Inspired to move the invention forward, she said, “A friend of mine, a Sloan Fellow, came back from her home in Nigeria, just in January. When I saw her, she had tears in her eyes, because she saw six people in her village die of diabetes. She was at six funerals during Christmas break.”

“What we’re trying to do is to replace [less effective, more complicated treatments] with a very simple concept: insulin chewing gum. Where you don’t need to open something and read complicated instructions,” said Goldberg.

According to Goldberg, insulin chewing gum is estimated to have a shelf-life of roughly 2 years unrefrigerated — far exceeding the shelf-life of systemic drugs, which requires refrigeration.

“[W]e believe our technology with the help of our advisors such as Dr. Langer is going to make this problem go away and revolutionize how this problem is treated,” she said.

KarDo (Web/IT)

KarDo has created development software which “reduces the cost of IT support” by “eliminating the wasted effort of repetitive tasks by allowing IT staff to easily produce configuration-independent automation,” the event website states.

“Companies today spend $100 billion annually on the IT support alone for desktops alone,” said team member Hariharan Rahul G. “Today, we don’t have technology that can allow IT workers to automate a task across the variety of computer setups that we already have, for example, across different operating systems, or different applications even with the same operating system.”
“KarDo has a technology that can basically look at an IT worker performing a task on one computer and automatically translate it into a set of actions and perform the same tasks on any computer, even a computer of a different set up,” he said.

“We built a prototype which has succeeded in hundreds of task-related combinations.

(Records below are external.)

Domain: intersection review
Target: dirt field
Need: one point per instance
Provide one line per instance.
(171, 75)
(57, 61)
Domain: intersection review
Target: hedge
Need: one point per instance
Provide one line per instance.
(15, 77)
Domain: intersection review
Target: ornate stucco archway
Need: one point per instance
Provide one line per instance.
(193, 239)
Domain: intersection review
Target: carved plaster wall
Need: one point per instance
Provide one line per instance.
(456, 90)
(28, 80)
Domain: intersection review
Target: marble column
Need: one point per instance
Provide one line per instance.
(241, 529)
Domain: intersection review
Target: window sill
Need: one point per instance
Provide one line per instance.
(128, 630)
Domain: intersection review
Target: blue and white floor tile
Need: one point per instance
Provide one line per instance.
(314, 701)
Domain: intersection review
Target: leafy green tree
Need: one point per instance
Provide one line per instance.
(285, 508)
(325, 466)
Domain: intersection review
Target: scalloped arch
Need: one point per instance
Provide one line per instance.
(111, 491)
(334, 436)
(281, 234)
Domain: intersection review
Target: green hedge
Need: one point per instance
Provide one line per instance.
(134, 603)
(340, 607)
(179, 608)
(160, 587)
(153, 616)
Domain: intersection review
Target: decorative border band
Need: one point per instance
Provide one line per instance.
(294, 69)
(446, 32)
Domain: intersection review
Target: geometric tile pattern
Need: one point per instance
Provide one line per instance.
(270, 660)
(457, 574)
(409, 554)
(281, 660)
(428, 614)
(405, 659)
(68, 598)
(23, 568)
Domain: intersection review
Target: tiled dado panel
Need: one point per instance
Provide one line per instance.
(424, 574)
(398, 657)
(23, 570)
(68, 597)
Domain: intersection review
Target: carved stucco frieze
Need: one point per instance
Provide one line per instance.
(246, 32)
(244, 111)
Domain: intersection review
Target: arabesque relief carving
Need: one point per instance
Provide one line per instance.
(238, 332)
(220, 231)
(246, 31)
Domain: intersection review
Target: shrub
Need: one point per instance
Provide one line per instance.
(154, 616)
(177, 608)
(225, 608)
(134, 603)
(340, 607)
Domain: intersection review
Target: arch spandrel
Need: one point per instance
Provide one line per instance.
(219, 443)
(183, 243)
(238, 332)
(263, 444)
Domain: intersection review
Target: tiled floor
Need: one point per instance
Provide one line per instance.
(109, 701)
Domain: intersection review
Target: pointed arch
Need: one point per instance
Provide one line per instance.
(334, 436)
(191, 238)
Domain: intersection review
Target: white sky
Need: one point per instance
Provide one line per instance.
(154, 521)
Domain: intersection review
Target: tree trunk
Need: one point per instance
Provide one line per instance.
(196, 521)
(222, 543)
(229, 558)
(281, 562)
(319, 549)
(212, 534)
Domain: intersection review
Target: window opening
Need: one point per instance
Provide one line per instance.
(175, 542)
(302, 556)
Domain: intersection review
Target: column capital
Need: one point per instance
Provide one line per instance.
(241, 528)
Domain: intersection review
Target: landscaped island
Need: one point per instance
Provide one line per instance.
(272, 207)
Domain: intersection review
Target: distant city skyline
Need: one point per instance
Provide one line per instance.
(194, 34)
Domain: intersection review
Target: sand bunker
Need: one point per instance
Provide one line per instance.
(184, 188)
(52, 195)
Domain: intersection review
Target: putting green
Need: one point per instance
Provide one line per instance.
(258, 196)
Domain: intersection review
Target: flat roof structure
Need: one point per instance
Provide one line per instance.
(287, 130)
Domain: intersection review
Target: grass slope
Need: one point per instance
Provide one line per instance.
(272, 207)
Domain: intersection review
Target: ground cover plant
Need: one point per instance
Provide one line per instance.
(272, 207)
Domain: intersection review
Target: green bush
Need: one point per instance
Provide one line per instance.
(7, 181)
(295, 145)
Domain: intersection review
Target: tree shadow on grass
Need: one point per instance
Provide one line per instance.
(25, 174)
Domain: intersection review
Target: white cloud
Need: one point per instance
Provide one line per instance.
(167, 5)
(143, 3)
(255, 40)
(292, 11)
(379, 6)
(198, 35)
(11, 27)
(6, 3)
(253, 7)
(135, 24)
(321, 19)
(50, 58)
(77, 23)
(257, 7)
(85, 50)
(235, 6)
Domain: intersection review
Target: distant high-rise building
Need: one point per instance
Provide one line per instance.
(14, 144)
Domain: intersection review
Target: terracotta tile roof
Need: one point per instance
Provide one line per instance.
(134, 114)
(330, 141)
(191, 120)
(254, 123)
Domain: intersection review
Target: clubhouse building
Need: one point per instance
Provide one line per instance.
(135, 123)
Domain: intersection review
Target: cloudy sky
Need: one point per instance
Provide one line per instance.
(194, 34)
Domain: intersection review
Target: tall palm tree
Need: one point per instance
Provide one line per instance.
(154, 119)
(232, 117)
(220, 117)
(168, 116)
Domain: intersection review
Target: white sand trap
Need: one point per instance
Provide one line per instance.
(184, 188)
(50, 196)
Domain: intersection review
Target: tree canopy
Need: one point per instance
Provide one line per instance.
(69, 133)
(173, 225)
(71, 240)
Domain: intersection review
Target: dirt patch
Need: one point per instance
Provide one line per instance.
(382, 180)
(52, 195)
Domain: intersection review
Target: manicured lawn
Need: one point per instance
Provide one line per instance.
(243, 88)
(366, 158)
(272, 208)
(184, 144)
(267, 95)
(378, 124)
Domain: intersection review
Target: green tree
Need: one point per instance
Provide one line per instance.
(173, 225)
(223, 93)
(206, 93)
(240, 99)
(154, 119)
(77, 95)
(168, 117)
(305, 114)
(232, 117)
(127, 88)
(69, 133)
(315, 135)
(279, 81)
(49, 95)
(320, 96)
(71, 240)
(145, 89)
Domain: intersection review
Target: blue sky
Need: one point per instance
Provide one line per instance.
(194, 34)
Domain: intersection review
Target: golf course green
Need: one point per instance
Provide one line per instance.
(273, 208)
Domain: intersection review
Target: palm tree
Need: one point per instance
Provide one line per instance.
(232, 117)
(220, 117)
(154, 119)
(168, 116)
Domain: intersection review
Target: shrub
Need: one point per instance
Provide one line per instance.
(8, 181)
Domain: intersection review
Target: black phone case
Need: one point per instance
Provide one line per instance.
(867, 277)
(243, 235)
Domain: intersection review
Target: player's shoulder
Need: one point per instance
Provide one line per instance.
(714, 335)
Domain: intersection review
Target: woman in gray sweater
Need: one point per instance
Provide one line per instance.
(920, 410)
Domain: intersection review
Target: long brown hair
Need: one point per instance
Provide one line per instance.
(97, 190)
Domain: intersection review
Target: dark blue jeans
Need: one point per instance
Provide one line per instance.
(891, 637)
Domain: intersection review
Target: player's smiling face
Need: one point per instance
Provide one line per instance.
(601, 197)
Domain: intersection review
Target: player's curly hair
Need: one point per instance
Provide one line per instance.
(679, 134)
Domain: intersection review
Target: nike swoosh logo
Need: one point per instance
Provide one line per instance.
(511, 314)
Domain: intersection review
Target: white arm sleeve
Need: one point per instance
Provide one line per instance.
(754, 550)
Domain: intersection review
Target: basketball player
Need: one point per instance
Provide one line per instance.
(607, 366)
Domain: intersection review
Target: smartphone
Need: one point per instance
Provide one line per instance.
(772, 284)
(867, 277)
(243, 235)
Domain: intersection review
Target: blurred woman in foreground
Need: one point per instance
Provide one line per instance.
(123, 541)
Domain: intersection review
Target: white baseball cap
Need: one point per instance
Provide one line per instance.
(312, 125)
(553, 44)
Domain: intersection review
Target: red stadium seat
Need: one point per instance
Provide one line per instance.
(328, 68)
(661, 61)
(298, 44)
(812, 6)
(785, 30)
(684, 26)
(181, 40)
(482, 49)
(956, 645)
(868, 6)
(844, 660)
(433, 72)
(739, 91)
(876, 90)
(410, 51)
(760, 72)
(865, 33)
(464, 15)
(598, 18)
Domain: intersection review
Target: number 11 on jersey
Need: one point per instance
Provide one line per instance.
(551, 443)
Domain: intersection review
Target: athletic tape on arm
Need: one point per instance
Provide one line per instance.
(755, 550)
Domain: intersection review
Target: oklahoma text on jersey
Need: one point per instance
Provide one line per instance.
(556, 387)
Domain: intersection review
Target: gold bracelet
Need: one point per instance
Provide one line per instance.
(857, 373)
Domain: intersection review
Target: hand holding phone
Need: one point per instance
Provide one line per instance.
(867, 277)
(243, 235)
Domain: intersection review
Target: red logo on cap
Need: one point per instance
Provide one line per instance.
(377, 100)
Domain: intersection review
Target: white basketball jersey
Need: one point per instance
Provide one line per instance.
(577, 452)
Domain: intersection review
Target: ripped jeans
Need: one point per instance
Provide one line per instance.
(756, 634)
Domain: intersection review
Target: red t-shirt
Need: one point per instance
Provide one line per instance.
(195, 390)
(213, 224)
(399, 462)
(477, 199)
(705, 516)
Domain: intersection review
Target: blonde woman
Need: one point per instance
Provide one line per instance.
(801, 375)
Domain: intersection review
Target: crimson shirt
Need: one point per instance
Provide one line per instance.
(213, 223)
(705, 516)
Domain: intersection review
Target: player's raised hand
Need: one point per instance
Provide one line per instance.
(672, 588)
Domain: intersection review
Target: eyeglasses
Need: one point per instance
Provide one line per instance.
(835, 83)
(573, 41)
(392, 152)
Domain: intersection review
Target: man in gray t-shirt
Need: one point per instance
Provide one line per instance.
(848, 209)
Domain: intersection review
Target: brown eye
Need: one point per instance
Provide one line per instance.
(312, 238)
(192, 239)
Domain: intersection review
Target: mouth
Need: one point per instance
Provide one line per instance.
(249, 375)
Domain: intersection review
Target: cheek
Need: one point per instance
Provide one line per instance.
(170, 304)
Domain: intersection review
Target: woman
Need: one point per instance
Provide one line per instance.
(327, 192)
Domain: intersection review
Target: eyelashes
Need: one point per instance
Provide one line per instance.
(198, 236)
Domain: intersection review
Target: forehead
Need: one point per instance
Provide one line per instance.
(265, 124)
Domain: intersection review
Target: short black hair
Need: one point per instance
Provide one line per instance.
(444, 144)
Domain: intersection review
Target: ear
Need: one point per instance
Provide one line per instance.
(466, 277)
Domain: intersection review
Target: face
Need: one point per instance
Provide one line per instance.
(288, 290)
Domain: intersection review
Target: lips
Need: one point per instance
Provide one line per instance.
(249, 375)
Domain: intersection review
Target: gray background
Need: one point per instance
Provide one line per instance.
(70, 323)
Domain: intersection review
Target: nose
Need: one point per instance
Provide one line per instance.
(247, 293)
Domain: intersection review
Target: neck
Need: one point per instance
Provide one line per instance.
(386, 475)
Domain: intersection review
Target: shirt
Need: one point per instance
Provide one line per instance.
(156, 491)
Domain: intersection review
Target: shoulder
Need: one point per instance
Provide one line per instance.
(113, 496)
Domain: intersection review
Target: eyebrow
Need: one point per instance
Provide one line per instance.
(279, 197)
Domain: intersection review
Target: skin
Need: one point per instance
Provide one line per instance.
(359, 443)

Our basic predictions show that Kardo can reduce the cost of desktop support by at least 20 percent. That’s an annual saving of 20 billion dollars.”

C-Crete Technologies (Energy)

“Our idea is about concrete, the most widely used manufacturing material on the planet,” said finalist Rouzbeh Shahsavari G of the one of the two clean energy teams remaining in the competition.

By developing a “nanoengineered concrete” which not only reduces CO2 emissions but is also much stronger than typical concrete,” the team is hoping to address both the problems of mitigating climate change and making construction materials more durable.
“On average, each person uses more than 3 tons of concrete per year. Unfortunately, concrete manufacturing and consumption accounts for 5 to 10 percent of carbon dioxide emissions worldwide,” he said.
“Our design is unique because we have a way that very gently changed the nanostructure of the material. At the same time it reduces the cost of concrete manufacturing.”

OsComp Systems (Energy)

OsComp Systems, the second finalist in the clean energy category, is trying to promote the use of natural gas with energy-collecting technology.

“We came together last year and looked at a huge market need of the natural gas industry,” said one of the team members. “The revolution is built around a rotary compressor, using new materials and a new design,” that comes at only a fraction of the current cost of other compressors, the team member said.

“91 percent of wells today are marginal, and if we’re able to put a fraction of these wells on line with a cheaper compression solution, the gas price can be made much cheaper, potentially replacing the widespread usage of coal,” he said.
“Natural gas is cleaner than coal,” he pointed out.